Il pensait à son lendemain.

Un vent chaud chargé s’engouffrait dans sa chemise et asséchait sa gorge.

Son pas était léger.

Il allait à la rencontre du changement, de la variation qui le dévierait des murs invisibles poussés devant lui.

L’été s’avance.

Aucune intégrale ne lui résistait plus, nul calcul différentiel ne le rebutait, il avait travaillé dur pour obtenir une licence en sciences physiques.

Mais dans le référentiel de son présent, point de solution à l’équation de son avenir.

Il exposait son impossible avec des amis d’infortune, décollant leurs espadrilles d’un bitume qui fume à l’heure de la sieste et s’égosillant en refus de se résigner.

Le mouvement.

Il était porté par le mouvement de la vague inespérée qui a chassé la peur des esprits et ouvert une voie à l’espoir.

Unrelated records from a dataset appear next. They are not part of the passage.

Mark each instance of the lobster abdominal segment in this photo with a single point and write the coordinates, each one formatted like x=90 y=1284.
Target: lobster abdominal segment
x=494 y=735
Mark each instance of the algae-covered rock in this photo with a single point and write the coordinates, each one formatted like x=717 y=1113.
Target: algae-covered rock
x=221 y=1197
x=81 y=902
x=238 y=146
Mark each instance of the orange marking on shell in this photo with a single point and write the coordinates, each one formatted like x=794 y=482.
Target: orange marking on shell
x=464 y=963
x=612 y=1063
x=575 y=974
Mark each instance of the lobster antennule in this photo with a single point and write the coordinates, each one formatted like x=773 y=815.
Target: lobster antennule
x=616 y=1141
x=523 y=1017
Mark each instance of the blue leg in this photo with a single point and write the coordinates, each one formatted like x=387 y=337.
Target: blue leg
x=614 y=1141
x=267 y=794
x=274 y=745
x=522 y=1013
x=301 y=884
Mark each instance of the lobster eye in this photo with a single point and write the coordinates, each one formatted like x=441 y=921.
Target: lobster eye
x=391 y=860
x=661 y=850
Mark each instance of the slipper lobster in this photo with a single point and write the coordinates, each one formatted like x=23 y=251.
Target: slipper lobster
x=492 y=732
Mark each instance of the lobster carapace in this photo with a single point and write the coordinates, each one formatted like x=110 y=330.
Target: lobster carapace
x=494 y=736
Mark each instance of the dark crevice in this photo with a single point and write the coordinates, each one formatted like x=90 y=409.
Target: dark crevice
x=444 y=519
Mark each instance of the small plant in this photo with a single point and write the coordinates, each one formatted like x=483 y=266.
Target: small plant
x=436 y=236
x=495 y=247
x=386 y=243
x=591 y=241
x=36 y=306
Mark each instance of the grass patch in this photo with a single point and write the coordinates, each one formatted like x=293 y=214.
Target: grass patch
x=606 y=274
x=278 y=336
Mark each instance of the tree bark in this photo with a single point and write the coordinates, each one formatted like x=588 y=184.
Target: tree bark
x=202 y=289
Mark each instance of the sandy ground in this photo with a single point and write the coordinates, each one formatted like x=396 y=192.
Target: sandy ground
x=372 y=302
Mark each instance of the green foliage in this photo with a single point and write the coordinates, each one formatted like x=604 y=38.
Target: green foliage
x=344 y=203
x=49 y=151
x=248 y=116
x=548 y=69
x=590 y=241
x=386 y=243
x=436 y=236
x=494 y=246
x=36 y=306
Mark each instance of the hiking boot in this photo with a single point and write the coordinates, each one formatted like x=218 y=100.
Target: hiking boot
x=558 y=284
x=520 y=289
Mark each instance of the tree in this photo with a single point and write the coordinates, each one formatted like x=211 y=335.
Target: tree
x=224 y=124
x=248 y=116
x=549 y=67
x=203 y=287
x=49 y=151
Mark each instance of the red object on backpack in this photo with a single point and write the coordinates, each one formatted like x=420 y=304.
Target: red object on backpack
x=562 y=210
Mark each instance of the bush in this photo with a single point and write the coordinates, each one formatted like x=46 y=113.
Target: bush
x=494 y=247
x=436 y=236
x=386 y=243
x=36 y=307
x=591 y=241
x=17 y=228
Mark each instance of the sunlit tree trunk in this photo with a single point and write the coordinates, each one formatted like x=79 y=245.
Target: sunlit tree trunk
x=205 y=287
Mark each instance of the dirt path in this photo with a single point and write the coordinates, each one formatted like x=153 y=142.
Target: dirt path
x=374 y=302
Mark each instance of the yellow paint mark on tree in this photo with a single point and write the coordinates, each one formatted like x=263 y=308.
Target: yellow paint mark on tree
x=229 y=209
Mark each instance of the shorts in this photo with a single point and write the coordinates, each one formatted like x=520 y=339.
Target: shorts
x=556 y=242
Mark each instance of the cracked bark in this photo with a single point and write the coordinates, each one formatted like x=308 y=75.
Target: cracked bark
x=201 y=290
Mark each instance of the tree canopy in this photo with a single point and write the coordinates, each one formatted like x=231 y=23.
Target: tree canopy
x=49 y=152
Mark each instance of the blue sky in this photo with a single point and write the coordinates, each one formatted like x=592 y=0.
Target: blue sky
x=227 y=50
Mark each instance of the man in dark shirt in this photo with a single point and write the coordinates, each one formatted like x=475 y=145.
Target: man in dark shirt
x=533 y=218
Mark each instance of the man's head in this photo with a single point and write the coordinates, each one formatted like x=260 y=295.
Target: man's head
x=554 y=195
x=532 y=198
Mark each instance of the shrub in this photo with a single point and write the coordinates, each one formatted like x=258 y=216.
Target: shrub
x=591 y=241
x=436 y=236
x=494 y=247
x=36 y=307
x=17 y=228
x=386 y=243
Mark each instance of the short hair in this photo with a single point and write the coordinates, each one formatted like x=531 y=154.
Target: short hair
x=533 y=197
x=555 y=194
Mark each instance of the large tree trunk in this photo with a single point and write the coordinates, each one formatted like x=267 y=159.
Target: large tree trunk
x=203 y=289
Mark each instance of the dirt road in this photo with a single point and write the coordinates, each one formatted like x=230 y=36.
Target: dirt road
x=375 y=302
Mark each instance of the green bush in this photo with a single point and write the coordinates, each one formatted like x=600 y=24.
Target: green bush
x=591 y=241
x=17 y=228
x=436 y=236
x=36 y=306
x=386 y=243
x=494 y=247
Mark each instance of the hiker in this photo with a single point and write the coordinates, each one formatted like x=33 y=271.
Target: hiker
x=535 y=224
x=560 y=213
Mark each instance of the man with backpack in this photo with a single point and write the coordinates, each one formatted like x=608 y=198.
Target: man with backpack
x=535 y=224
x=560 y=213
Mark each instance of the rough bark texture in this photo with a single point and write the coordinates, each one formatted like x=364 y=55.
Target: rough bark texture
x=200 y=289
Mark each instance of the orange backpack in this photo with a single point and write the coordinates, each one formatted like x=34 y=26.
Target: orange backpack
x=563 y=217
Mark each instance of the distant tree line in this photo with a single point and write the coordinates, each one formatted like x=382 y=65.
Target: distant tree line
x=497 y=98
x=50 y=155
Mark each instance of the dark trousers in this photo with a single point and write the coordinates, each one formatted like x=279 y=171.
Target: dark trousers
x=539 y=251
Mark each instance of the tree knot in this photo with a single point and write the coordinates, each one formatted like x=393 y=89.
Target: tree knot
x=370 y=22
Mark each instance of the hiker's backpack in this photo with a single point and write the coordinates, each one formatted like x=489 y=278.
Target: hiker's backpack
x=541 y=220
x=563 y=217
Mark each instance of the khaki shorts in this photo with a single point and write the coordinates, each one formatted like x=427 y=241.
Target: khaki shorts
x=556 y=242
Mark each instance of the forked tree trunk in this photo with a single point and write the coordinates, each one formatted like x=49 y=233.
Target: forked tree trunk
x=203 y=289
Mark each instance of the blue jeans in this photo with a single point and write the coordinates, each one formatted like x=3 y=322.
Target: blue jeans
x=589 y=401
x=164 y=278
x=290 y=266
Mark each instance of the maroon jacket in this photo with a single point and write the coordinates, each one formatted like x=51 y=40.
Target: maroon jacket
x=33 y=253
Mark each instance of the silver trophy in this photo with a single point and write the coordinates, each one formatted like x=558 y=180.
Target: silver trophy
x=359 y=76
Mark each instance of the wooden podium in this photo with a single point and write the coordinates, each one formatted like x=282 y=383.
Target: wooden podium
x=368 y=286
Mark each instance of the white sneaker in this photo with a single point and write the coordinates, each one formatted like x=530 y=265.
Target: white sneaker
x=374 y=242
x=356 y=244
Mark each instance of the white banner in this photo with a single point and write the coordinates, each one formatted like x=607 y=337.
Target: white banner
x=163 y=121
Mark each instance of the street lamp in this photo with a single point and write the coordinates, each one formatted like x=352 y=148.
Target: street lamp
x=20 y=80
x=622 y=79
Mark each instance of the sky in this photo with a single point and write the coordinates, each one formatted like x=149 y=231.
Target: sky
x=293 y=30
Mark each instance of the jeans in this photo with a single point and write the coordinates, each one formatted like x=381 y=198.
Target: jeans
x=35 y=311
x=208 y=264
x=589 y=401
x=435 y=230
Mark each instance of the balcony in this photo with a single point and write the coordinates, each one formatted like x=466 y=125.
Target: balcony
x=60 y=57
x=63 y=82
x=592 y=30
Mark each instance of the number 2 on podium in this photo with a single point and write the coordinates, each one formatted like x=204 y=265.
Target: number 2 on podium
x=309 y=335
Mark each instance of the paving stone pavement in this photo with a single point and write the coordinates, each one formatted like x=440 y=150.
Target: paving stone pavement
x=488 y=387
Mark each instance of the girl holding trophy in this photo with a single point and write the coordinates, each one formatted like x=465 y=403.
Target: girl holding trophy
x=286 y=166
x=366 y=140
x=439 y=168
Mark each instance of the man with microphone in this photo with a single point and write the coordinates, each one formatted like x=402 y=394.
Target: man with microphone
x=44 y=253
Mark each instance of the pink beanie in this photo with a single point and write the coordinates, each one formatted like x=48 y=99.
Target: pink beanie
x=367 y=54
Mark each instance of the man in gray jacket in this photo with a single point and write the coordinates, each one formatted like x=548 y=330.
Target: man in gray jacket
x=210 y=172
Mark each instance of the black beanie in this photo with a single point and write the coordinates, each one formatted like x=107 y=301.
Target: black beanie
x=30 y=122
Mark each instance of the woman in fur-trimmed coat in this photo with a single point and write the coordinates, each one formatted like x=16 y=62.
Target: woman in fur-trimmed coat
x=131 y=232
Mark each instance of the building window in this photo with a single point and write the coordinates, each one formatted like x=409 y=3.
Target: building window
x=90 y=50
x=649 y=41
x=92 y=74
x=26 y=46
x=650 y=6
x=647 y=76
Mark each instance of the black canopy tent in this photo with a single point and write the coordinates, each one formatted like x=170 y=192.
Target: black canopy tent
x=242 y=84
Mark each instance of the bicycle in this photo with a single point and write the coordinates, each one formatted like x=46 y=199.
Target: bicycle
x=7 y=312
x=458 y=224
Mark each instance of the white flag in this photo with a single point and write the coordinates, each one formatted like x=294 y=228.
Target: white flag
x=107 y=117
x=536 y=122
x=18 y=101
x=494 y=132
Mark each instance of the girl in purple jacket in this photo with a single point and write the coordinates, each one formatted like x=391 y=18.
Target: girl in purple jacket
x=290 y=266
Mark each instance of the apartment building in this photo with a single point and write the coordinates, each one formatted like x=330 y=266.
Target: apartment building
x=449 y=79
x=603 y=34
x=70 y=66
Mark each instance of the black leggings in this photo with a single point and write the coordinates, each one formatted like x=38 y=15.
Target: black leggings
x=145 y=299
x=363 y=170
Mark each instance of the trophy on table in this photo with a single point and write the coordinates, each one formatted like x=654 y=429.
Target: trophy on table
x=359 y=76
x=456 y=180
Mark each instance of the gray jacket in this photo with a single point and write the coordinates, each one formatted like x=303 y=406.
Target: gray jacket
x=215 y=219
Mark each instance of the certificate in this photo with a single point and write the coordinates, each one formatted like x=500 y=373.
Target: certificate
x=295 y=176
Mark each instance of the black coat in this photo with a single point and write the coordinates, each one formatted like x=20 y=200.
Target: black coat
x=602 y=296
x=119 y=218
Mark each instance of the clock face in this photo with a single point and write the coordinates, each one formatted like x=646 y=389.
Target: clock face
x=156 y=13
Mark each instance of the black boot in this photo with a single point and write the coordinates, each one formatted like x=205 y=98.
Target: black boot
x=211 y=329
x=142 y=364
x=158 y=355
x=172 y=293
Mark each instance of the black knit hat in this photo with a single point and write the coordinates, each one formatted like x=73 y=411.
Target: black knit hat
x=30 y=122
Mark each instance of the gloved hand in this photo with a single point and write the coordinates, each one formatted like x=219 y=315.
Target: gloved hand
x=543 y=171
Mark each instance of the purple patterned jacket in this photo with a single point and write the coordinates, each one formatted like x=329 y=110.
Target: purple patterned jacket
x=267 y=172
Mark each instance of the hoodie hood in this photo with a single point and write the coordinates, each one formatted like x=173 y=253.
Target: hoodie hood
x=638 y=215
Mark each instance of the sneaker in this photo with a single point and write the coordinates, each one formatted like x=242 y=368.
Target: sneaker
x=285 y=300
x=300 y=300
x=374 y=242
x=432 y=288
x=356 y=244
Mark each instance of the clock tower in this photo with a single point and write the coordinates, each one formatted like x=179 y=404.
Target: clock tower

Il marchait donc le 29 mai et pas seul dans la ville de Safi. Il venait juste de trouver un travail de gardiennage au port.

Cueilli et rossé copieusement par les forces de l’ordre, il a été retrouvé agonisant jeté à plus de 20 kilomètres du lieu de son enlèvement.

Kamal Amari, jeune marocain de trente ans, ancien diplômé chômeur a succombé à ses traumatismes le jeudi 2 juin.

Kamal ne connaîtra pas cette saison commencée à sa maturité.

Il ne verra pas la moisson de la révolte qui a germé dans le cœur de chaque jeune Marocain, de chaque Arabe, de chaque Espagnol et Grec qui campent, tempêtent et disent non au vol de leurs vies, dérobées froidement par le déroulement d’un algorithme automate qui gère la génération d’un profit usurpé. Des calculateurs nichés au sein de banques londoniennes et new-yorkaises leur soustraient toute possibilité de revenu.

Kamal faisait usage de sa volition. Que ne soient pas toujours les mêmes en représentation qui disent de quoi notre langueur est faite et pour quel objet nous inclinons.